I hoping you can be of some additional help. I have estimated a STR model that has resulted in a large estimate of gamma. Does this indicate that quick regimes such as TAR might be a better fit?

Re: STAR*

Posted: Sat May 21, 2016 3:24 pm
by NicolasR
Maybe. To check how your transition function behaves you can select the option "Evaluation of the transition function" and this will give you the values that your transition function takes. If the function only takes two values then you will have a TAR model. Do you want the model to calculate forecasts? or for what purpose?

Best regards,

Re: STAR*

Posted: Sat May 21, 2016 3:27 pm
by elmst616
Dear NicolasR,

Thank you for your response above. I just saw it there, as I am posting another issue.
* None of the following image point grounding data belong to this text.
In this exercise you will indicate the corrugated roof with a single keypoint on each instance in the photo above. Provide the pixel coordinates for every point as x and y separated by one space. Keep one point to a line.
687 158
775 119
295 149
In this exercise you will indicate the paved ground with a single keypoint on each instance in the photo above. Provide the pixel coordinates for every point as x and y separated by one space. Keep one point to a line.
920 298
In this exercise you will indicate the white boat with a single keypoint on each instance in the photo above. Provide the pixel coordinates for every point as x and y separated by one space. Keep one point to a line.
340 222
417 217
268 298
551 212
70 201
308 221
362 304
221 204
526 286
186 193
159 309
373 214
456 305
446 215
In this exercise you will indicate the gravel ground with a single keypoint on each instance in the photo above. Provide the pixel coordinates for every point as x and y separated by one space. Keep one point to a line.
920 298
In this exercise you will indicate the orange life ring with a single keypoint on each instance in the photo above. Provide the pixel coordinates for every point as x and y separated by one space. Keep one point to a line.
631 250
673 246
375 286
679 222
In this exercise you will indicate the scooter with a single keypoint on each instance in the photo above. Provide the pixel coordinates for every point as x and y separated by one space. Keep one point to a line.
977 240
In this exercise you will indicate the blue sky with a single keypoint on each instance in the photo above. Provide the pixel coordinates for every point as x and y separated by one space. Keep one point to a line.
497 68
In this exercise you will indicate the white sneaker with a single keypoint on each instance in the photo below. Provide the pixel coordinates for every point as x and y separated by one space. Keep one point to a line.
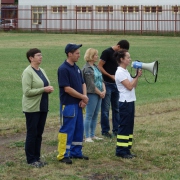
88 140
97 138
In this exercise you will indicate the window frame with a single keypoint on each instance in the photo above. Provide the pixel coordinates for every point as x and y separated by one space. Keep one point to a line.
37 12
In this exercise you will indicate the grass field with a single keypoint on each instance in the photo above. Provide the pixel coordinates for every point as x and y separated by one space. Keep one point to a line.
157 122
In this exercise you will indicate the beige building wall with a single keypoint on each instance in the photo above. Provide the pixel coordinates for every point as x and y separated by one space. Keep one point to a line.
0 9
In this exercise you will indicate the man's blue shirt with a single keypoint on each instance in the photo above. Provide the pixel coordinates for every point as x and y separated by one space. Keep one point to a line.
69 75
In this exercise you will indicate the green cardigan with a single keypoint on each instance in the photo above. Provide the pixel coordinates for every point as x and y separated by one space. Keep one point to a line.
33 87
I am having a problem with estimation. I have tried changing my starting values and I can't seem to resolve the problem here. Here is an upload of my output. But what is strange is that the transition variable I am using has some very strong results in the tests for significance. Also it seems I am correct in estimating an LSTR, as indicated by the structure tests.
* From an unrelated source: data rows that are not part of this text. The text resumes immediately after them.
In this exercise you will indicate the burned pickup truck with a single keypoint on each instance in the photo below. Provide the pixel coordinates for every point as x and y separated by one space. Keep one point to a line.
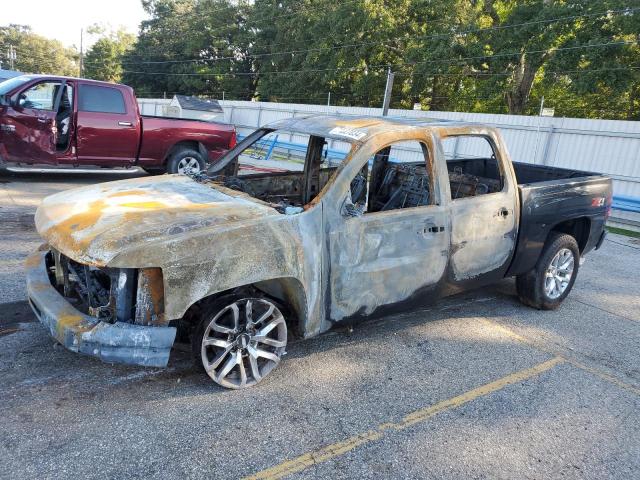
305 223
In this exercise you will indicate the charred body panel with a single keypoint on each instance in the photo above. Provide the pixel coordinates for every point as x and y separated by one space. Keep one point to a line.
109 341
433 228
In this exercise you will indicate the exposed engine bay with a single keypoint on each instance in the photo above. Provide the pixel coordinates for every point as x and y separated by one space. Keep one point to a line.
382 184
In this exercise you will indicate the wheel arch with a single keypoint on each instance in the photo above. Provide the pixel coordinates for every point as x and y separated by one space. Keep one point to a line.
193 144
579 228
288 293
However there is clearly something wrong with my standard errors, t-stats and p-values. Do you have any idea how I might resolve this issue?

Re: STAR*

Posted: Sat May 21, 2016 3:38 pm
by elmst616
Maybe. To check how your transition function behaves you can select the option "Evaluation of the transition function" and this will give you the values that your transition function takes. If the function only takes two values then you will have a TAR model. Do you want the model to calculate forecasts? or for what purpose?

Best regards,
It does appear to take on more than two values. Primarily I am not interested in forecasting, but rather in explaining observed patterns in two time series. For example I have two time series which have exhibited a coupling behavior over some time, meaning they nearly converged in value. My theory is that this coupling pattern was triggered by an exogenous observed variable crossing some threshold. So I guess my interests lie in model selection primarily, because I'd like to argue that some particular transition/threshold variable is the most significant variable in determining the regime change.

Re: STAR*

Posted: Sat May 21, 2016 3:47 pm
by NicolasR
I looks like that the optimization algorithm does not reach convergence. You can try different strarting values. When I have no idea what values, what I usually do is to try random numbers for the starting values and I keep the ones that reach the best values of some criteria (BIC, AIC, R2,SSR). If this does not work you can change the convergence parameter of the optimization algorithm, the default can be changed in Options->General Options->Estimation Options.

For what I can see the model does not differ to much from a TAR. You can graph the transition function and the two time series over the same axis to see if the transition variable explains the divergence between the series.